Dudeist “Baptism” as Rev. Paul H. Purdy imagines it:
Dip your thumb middle and ring finger in a bowl of plain water (with your bowling hand) bring the three fingers close tougher with out touching them together. Lightly tap the forehead with all three fingers. Say:
The Dude, Walter & Donny three friends brought together in a tight bond of fellowship, able to take it easy and abide what life brings them. With friends like these man, anything is possible. On this day [insert name] is being welcomed in to a Dudeist family of friends. From this day forth may [he/she] always take it easy and abide in the Dude’s way. For life is not a league game — sometimes your toe may slip over the line, but when you do try and take it easy and see if it’s worth being the deadbeat the square community wouldn’t care about. Lifetimes in this universe are a cycle we can only take as much as we give. That’s how the whole darn comedy perpetuates itself. Down through the generations, across the baptisms of time.

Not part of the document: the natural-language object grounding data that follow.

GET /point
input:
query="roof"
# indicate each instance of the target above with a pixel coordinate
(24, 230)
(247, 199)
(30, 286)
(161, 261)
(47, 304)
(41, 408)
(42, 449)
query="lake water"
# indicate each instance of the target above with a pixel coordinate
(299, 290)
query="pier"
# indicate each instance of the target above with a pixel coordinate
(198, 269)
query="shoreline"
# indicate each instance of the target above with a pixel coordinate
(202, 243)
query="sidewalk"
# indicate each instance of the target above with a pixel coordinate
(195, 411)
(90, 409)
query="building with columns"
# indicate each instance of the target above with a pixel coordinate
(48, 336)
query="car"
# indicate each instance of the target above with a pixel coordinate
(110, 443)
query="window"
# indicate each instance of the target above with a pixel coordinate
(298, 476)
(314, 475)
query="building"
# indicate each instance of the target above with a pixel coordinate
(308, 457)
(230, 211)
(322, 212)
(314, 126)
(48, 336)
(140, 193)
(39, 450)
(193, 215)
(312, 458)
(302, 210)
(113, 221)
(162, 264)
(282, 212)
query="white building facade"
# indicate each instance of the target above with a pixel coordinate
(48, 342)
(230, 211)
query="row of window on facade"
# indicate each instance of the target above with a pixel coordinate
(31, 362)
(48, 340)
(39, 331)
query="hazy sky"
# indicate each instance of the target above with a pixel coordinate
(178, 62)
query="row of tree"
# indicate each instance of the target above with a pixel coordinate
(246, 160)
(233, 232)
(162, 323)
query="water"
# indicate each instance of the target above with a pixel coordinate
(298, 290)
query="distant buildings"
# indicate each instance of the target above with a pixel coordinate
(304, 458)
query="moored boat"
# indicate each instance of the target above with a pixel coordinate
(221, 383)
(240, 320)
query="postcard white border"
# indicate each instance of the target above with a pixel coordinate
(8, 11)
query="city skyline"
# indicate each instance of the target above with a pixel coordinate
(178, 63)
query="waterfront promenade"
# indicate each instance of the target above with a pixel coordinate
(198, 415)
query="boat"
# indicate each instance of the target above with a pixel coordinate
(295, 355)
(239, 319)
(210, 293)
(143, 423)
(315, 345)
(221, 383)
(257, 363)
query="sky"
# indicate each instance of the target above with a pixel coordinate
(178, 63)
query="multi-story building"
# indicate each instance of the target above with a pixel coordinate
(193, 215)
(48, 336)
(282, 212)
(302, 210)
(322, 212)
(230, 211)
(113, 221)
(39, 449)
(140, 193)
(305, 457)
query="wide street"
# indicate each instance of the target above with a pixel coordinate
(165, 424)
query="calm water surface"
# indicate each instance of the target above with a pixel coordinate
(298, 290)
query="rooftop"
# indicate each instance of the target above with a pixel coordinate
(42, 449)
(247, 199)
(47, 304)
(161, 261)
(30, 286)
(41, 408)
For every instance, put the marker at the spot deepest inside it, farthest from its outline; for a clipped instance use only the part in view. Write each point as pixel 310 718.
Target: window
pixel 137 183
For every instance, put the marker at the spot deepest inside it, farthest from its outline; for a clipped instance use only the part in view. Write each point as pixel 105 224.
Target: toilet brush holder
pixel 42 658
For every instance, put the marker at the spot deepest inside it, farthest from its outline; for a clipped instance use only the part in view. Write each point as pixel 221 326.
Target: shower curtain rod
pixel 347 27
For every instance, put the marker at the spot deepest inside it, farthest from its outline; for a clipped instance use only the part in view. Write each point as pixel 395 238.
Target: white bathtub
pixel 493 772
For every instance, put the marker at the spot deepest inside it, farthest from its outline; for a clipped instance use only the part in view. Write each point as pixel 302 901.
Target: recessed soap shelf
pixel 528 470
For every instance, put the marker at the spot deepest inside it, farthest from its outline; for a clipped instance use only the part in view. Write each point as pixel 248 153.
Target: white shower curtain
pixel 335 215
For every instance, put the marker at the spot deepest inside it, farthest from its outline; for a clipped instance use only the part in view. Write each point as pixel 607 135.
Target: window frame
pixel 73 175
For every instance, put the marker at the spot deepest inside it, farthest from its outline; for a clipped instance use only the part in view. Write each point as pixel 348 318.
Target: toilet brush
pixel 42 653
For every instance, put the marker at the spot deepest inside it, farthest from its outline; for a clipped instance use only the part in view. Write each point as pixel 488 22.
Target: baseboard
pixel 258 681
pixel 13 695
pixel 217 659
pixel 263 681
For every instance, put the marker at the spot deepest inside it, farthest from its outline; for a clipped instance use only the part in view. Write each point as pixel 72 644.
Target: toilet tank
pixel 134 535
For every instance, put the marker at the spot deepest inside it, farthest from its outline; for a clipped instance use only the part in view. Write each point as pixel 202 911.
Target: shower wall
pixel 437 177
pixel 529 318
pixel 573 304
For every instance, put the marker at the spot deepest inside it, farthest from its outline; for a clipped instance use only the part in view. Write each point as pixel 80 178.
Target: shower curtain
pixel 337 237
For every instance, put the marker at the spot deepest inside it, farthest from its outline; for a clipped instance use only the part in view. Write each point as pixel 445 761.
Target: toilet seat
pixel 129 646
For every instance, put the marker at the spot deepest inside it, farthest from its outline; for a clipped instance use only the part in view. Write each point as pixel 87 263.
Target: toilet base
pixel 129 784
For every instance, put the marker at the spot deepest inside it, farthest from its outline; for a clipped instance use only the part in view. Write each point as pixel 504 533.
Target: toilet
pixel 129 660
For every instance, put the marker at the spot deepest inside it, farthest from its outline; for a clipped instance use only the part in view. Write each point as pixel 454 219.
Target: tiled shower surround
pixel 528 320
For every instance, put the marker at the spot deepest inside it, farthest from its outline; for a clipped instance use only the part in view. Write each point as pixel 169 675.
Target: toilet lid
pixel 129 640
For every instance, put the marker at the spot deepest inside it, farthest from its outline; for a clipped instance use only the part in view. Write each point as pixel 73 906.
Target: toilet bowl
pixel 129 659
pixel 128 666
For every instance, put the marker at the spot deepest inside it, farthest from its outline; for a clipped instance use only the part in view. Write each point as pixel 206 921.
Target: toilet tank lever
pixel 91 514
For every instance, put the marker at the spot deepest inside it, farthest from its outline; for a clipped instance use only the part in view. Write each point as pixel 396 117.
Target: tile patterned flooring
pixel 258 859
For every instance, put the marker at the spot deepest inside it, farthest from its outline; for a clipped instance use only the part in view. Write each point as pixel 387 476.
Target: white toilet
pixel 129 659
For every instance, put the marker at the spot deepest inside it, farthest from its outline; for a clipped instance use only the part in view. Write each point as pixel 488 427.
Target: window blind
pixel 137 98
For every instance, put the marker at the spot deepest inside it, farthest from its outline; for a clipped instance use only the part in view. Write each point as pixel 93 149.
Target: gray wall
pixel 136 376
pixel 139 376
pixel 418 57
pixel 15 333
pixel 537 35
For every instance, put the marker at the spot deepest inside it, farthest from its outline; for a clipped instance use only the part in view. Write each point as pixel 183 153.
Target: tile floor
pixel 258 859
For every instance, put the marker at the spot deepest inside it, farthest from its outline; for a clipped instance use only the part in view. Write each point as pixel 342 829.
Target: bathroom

Welp, that about wraps ‘er up.
A bath of White Russian plus a polecat might be a nice right of passage, albeit a stressful one..
Doctor Joe says
I like the tie in with 3’s. White Russians, oat soda and Sassparrila to anoint one with. Great combination.
Rev. Marc says
I’m planning a Dudeist babtism for my friend’s newborn daughter this summer in Switzerland. At the beginning of the “ceremony”, the mother will have a shot of Kaluah and vodka and at the end of the ceremony, their babygirl will drink from the motherly breast and symbolicly have her first white russian directly from her mothers breast, when in fact, it takes alcohol about 4 hours to affect the mothermilk, so the kid won’t get any alcohol at all. Mothermilk for the next 2-3 days is- of course- prepumpt and bottled, so everything is all good dude, no problem.oh, and yeah dude, in switzerland people ain’t shocked when a woman breastfeeds her baby in public. awesome.